Le style gothique qui nous est familier est celui des grandes cathédrales françaises de Chartres, Notre-Dame de Paris, Senlis, Bourges, Strasbourg. C'est l' "opus francigenum", le gothique d'Ile-de-France, terme qui rappelle à la fois sa naissance aux abord de Paris, à la basilique Saint-Denis, et son épanouissement dans ce qui constitue alors le coeur du royaume de France.
La basilique Santa Maria del Mar, dans le quartier de la Ribera à Barcelone incarne une autre tendance, qui naît à la fin du XIIe siècle et s'épanouit au XIVe siècle dans la principauté prospère de Catalogne sous la couronne aragonaise: le gothique catalan.
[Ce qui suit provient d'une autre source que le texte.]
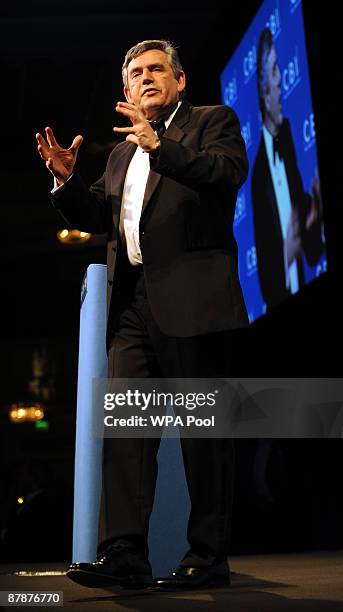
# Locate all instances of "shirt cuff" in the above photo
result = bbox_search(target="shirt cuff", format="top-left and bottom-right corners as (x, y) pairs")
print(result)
(50, 173), (73, 194)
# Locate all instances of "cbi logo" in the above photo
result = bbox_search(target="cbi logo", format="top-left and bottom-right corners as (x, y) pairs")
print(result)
(224, 75), (238, 106)
(282, 47), (301, 100)
(245, 246), (257, 276)
(266, 3), (281, 39)
(241, 119), (252, 150)
(233, 190), (247, 227)
(289, 0), (301, 13)
(303, 113), (316, 151)
(243, 45), (257, 85)
(316, 259), (328, 277)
Construite en moins de six décennies (1329-1384) sur les plans de deux architectes Berenguer de Montagut et Ramon Despuig, elle est surnommée la « cathédrale de la mer », par opposition à la cathédrale de l'évêque, la Seu. Cette appellation immortalise l'implication financière des habitants pauvres (pêcheurs, débardeurs) du quartiers portuaire de la Ribera, et les efforts des débardeurs (bastaixos) du port, qui consacraient une journée par semaine à transporter les pierres nécessaires à la construction depuis les carrières royales de Montjuic. Des bas-reliefs métalliques pérennisent ce souvenir jusque sur les vantaux du portail principal.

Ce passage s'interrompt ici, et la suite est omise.